The demand for controlled studies, including placebo control, grew as more promising compounds were discovered. Many of these early controlled studies continued to support a robust effect size for tricyclic antidepressants. Citing over 30 references of studies examining the effects of imipramine, Klerman and Cole13 concluded that “among the large number of clinical reports, there is fairly general agreement that significant improvement can be expected from the use of imipramine in 60 to 80% of various types of depression.” Some of these studies are summarized in Table 2 below.
Table 2. Summary of Treatment Effects from Placebo-Controlled Trials of Depression Patients Treated with Imipramine from Klerman and Cole13.
Authors | Diagnosis | Imipramine Dose (mg/day) | No. of Patients | Control Dose (mg/day) | Evaluation | Drug-Placebo Difference | ||||||||||||
Imipramine | ||||||||||||||||||
Improved | UNimproved | Improved | UNimproved | |||||||||||||||
Abraham et al.3 | Psychotic and neurotic | 100 | 36 | 12 | 7 | 10 | Inert substance | 2 wk | Yes | |||||||||
Ball and Kiloh27 | Psychotic | 250 | 20 | 7 | 6 | 22 | Inert substances | 4 wk | Yes | |||||||||
Ball and Kiloh27 | Neurotic | 250 | 13 | 9 | 4 | 16 | Inert substances | 4 wk | Yes | |||||||||
Daneman | Neurotic | 200 | 73 | 21 | 16 | 85 | Atropine 1.4 mg | 4 wk | Yes | |||||||||
Uhlenhuth and Park | Neurotic | 150 | 9 | 13 | 6 | 14 | Atropine 0.6 mg | 2 wk | Yes |
Importantly, most of the depression trials of the 1950s used some version of clinician impression to classify responder rates rather than quantifying symptoms or characterizing depression severity over time.

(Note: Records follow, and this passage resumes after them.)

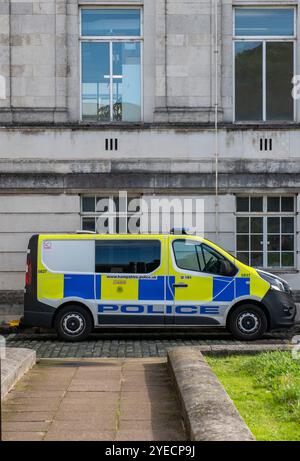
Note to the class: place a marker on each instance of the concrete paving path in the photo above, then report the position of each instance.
(94, 399)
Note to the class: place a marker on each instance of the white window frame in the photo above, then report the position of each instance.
(265, 214)
(110, 39)
(110, 213)
(264, 40)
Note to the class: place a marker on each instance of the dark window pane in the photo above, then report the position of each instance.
(273, 259)
(287, 243)
(110, 22)
(248, 81)
(88, 204)
(95, 81)
(256, 225)
(243, 257)
(287, 204)
(287, 225)
(273, 225)
(256, 204)
(287, 259)
(127, 84)
(256, 242)
(280, 71)
(242, 242)
(242, 225)
(273, 204)
(274, 243)
(88, 224)
(242, 204)
(186, 255)
(264, 21)
(256, 259)
(127, 256)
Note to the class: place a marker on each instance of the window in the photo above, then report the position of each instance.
(69, 255)
(194, 256)
(127, 256)
(112, 214)
(264, 63)
(265, 231)
(111, 41)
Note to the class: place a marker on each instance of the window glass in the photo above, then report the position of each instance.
(248, 81)
(242, 204)
(110, 22)
(187, 255)
(127, 81)
(264, 22)
(95, 80)
(88, 204)
(199, 257)
(69, 255)
(127, 256)
(280, 71)
(270, 241)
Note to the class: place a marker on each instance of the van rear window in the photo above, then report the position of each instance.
(127, 256)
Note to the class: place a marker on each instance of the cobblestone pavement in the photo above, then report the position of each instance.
(129, 343)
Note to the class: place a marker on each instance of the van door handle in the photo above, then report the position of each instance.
(180, 285)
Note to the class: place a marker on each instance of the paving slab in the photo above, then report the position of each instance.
(16, 362)
(93, 402)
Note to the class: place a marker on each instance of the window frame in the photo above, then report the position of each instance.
(264, 40)
(110, 212)
(130, 274)
(110, 40)
(265, 214)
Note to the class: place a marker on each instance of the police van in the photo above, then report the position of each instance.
(77, 282)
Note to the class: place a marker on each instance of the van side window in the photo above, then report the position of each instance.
(127, 256)
(194, 256)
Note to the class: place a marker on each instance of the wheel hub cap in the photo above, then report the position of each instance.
(73, 324)
(248, 322)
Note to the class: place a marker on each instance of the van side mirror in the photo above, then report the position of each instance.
(227, 269)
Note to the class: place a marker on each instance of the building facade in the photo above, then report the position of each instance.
(155, 98)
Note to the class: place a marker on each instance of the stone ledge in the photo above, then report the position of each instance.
(208, 411)
(16, 363)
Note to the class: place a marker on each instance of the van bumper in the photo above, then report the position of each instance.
(36, 313)
(282, 309)
(37, 319)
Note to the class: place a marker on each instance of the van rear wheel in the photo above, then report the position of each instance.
(73, 323)
(248, 322)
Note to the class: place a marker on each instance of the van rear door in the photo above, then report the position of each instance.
(130, 280)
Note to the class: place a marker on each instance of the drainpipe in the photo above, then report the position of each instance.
(216, 53)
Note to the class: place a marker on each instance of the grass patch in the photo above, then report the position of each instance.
(266, 390)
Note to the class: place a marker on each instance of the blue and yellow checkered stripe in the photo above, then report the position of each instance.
(89, 286)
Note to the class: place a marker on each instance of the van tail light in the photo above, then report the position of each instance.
(28, 276)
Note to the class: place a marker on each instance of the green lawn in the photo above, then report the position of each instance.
(266, 390)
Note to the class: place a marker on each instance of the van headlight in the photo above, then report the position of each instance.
(275, 282)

However, depression trial endpoints changed in the 1960s when Max Hamilton developed and published a new rating scale (HAM-D) using prevalent symptoms seen in depressed patients at the time.14 Observing his melancholic inpatients being treated for severe depressive episodes, Hamilton developed a set of common symptoms to evaluate the severity of the illness. With the use of the 17–22 item multidimensional HAM-D scale it was thought that depression severity could be quantified using a standardized composite score. Shortly after its development, the HAM-D became the gold standard for measuring depressive symptoms in trials of antidepressants.
Influential trials of the 1980s replicated the robust results of depression trials in the 60s and 70s. In 1985, Rickels et al15 published the results of a placebo-controlled study of alprazolam, amitriptyline, and doxepin and reported that after 6 weeks of treatment, antidepressant treatment reduced HAM-D total symptoms by 42–49% as compared to 28% symptom reduction with placebo. As can be seen in Table 3 below, Rickels et al16 later reported that among depressed patients who were given adequate doses of study medications, the response rate was as follows: 68% with imipramine, 62% with alprazolam, 40% with diazepam and 32% with placebo.

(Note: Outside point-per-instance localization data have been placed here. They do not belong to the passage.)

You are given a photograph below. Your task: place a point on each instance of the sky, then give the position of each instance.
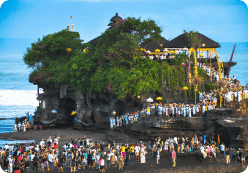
(220, 20)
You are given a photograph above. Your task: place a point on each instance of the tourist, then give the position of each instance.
(222, 148)
(35, 162)
(142, 155)
(243, 155)
(102, 163)
(128, 153)
(171, 144)
(233, 154)
(157, 155)
(228, 153)
(173, 158)
(50, 160)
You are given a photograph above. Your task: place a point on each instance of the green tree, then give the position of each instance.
(50, 56)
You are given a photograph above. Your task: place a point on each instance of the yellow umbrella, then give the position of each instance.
(159, 98)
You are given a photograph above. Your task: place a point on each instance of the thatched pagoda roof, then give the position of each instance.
(94, 42)
(154, 45)
(181, 42)
(113, 20)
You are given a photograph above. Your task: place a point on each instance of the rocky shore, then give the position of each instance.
(186, 162)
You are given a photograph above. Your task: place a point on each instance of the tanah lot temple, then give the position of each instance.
(57, 104)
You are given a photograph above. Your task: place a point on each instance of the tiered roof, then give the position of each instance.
(181, 42)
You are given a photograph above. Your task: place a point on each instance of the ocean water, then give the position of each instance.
(18, 96)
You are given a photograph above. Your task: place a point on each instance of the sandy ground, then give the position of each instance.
(185, 162)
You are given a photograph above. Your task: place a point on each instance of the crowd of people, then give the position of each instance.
(84, 153)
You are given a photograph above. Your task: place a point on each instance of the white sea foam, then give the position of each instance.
(18, 97)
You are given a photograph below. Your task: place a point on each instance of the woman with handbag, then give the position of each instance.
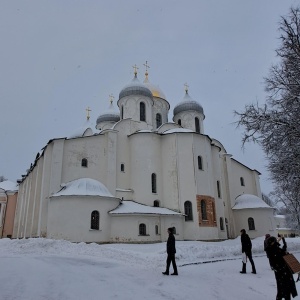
(284, 278)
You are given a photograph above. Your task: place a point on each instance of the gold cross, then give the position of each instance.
(88, 113)
(111, 98)
(135, 69)
(147, 66)
(186, 87)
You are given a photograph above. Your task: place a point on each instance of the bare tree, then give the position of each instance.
(275, 125)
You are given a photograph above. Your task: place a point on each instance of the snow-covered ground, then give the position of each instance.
(43, 269)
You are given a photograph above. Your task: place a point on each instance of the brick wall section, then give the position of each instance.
(210, 211)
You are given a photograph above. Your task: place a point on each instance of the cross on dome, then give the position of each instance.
(186, 88)
(88, 113)
(111, 98)
(135, 69)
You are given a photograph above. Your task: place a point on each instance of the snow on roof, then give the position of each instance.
(131, 207)
(9, 186)
(245, 201)
(83, 187)
(176, 130)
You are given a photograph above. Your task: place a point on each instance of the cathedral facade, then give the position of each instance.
(136, 174)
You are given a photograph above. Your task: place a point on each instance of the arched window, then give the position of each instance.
(203, 210)
(200, 166)
(197, 125)
(158, 120)
(156, 203)
(84, 162)
(251, 224)
(214, 211)
(95, 220)
(219, 189)
(153, 182)
(221, 224)
(242, 181)
(142, 111)
(142, 229)
(188, 211)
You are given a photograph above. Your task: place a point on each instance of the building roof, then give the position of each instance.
(246, 201)
(187, 104)
(135, 88)
(110, 115)
(9, 186)
(83, 187)
(131, 207)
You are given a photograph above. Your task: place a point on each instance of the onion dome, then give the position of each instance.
(110, 115)
(186, 104)
(135, 88)
(155, 90)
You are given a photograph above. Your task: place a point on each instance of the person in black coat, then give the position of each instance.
(171, 250)
(247, 249)
(284, 278)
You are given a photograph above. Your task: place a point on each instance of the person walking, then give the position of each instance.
(286, 286)
(171, 250)
(247, 249)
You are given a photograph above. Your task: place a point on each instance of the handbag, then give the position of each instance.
(292, 263)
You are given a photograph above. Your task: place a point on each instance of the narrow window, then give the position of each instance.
(142, 229)
(158, 120)
(219, 189)
(95, 218)
(251, 224)
(142, 111)
(203, 210)
(242, 181)
(153, 182)
(188, 211)
(197, 125)
(214, 211)
(221, 224)
(84, 162)
(200, 166)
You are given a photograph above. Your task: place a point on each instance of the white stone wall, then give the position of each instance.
(70, 218)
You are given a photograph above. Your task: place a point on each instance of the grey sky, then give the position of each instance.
(59, 57)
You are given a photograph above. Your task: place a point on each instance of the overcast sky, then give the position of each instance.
(59, 57)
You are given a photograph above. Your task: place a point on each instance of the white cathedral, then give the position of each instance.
(136, 174)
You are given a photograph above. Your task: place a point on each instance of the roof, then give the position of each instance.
(127, 207)
(246, 201)
(135, 88)
(9, 186)
(188, 104)
(83, 187)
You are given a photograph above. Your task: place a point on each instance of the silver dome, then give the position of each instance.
(187, 104)
(135, 88)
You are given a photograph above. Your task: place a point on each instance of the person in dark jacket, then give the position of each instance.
(286, 286)
(247, 249)
(171, 250)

Table 3. Summary of Treatment Effects From A Placebo-Controlled Study of Alprazolam, Amitriptyline, and Doxepin as Reported in Rickels et al,15 Percent Improved Patients*.
Medication Intake, Capsules per Day |
ImIpramIne Hydrochloride |
Alprazolam | Diazepam | Placebo | P | |||||
⩾6 (n = 89) | 68 | 62 | 40 | 32 | .02 | |||||
<6 (n = 58) | 86 | 73 | 55 | 60 | NS |
*Greater than 50% decrease in Hamilton Rating Scale for Depression score. NS indicates not significant.

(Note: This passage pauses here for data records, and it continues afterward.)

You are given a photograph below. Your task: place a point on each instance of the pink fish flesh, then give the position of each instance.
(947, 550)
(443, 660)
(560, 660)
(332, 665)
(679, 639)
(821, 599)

These trials of early antidepressants led to this embedded expectation among psycho-pharmacologists that approximately one-third of patients on placebo would have a therapeutic effect compared to two-thirds of patients on antidepressants. However, among contemporary antidepressants, efficacy estimates have fallen short of these expectations. Although there is no definitive explanation for this decline, we suggest that the advent of modern, regulatory RCT models have dramatically altered the methods for assessing drug efficacy, possibly lowering the ceiling for antidepressant effects as measured in these trials. Next we explore the historical context of these major changes in trial design.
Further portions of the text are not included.